"AH, WASHINGTON, DC, THE GLORIOUS CAPITOL CITY OF OUR GLORIOUS NATION, FROM THE SMITHSONIAN TO THE WHITE HOUSE, THIS CITY IS TRULY A GREAT WEALTH OF KNOWLEDGE, A TESTAMENT TO AMERICAN—"
"—WAKE UP SHEEPLE!!" A conspiracy theorist guy yelled over by the locked entrance to the White House. "When we least expect it, the YOGURT SHALL BE THE DOWNFALL OF MAN!!"
"Who's that guy?" Bullwinkle asked, very confused.
"A nut." Rocky replied. "Plain and simple."
"He doesn't look like a nut to me." Bullwinkle scratched the top of his head.

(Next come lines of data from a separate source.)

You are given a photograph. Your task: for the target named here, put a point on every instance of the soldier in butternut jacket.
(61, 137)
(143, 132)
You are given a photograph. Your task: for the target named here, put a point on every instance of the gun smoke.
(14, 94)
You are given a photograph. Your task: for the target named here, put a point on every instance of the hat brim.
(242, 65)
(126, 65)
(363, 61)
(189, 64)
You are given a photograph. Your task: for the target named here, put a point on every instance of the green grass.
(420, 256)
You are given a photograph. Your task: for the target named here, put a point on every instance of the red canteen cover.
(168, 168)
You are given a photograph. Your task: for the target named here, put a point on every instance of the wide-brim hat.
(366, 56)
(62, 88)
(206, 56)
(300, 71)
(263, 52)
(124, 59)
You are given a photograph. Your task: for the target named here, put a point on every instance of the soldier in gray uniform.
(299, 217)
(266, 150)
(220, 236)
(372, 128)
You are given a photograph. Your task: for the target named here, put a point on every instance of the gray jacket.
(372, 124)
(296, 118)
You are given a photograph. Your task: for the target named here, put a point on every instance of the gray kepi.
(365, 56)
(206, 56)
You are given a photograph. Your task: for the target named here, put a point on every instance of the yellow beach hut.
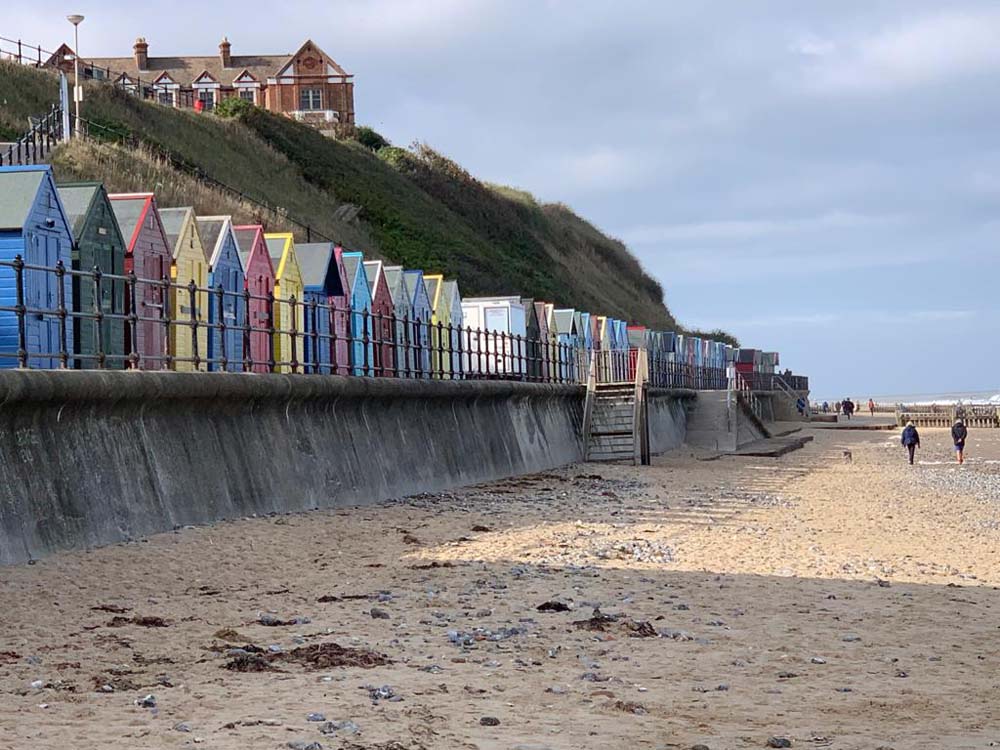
(440, 358)
(287, 284)
(189, 264)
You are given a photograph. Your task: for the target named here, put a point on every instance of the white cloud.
(748, 229)
(925, 50)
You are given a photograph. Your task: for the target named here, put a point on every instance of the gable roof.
(373, 269)
(247, 237)
(130, 209)
(185, 70)
(213, 231)
(353, 265)
(414, 280)
(77, 198)
(20, 186)
(395, 279)
(175, 221)
(315, 259)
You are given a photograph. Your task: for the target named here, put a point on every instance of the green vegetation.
(410, 206)
(370, 139)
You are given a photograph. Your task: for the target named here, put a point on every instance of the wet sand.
(841, 602)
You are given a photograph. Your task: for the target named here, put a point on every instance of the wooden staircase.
(612, 427)
(615, 423)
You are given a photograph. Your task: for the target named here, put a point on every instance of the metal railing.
(70, 318)
(35, 145)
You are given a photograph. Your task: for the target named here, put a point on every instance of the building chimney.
(140, 48)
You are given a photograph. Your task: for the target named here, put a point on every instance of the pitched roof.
(17, 196)
(352, 262)
(129, 209)
(314, 263)
(174, 221)
(245, 237)
(185, 70)
(77, 199)
(372, 269)
(395, 278)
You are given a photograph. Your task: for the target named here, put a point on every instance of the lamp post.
(76, 19)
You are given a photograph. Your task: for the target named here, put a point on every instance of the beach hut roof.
(372, 270)
(77, 198)
(315, 266)
(20, 188)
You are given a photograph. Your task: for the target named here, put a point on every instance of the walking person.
(911, 440)
(959, 433)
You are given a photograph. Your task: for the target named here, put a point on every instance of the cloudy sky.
(819, 178)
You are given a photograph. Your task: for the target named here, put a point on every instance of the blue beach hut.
(362, 362)
(420, 339)
(225, 269)
(33, 224)
(323, 284)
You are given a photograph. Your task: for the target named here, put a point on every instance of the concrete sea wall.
(91, 458)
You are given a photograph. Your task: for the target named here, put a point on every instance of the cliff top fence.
(211, 329)
(933, 415)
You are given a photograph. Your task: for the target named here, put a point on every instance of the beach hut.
(289, 318)
(188, 346)
(495, 351)
(34, 225)
(384, 363)
(453, 299)
(439, 319)
(325, 298)
(362, 326)
(402, 306)
(226, 312)
(97, 243)
(148, 256)
(259, 272)
(420, 317)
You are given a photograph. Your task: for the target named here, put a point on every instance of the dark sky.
(818, 178)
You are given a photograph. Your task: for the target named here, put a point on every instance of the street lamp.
(76, 19)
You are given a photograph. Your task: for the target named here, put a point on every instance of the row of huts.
(314, 306)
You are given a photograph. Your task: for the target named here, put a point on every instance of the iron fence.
(71, 318)
(35, 145)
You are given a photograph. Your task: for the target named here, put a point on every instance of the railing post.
(165, 317)
(135, 359)
(335, 365)
(292, 304)
(223, 358)
(61, 312)
(365, 340)
(193, 323)
(22, 332)
(270, 331)
(248, 362)
(314, 318)
(98, 317)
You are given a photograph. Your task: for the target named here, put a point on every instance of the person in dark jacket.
(911, 439)
(958, 435)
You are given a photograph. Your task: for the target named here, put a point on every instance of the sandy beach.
(833, 598)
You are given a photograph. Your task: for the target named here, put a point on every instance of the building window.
(310, 100)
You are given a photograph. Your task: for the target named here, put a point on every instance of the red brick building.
(308, 85)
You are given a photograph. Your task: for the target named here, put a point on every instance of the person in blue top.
(911, 439)
(959, 433)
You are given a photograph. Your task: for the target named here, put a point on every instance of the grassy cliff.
(413, 207)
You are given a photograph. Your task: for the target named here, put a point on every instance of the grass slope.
(411, 207)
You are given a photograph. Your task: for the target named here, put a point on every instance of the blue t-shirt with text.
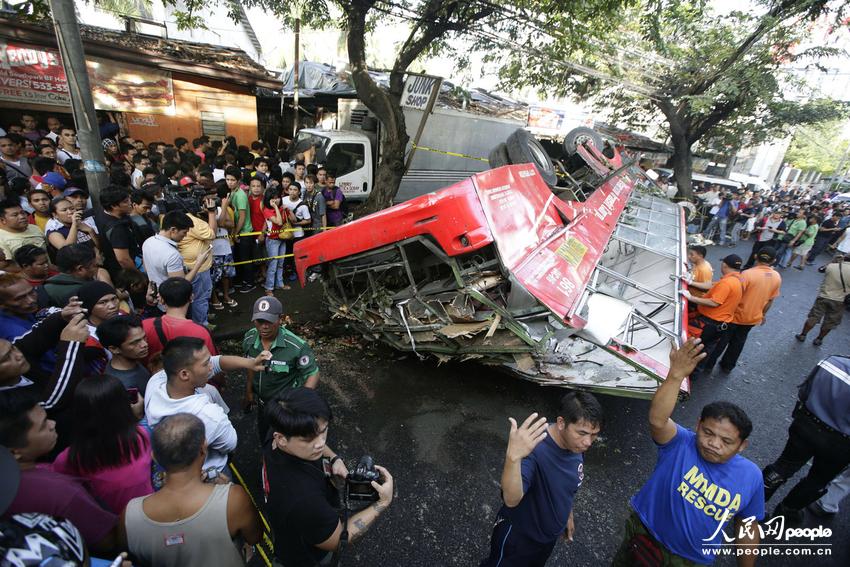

"I'm a squirrel, aren't I?" Rocky replied, laughing. "Now then, we've gotta get to our hotel and rest up for the evening, the President will be expecting us!"
"AND SO, AS ROCKY AND BULLWINKLE WERE JUST BEGINNING TO WALK AWAY—"
"—THE YOGURT IS THE ALPHA AND OMEGA, AND IT WILL KILL US ALL IN COLD BLOOD IF GIVEN THE CHANCE!!" The conspiracy theorist yelled back at Rocky and Bullwinkle. "BEWARE THE YOGURT, DON'T PURCHASE FROM ACTIVIA AND YOPLAIT!"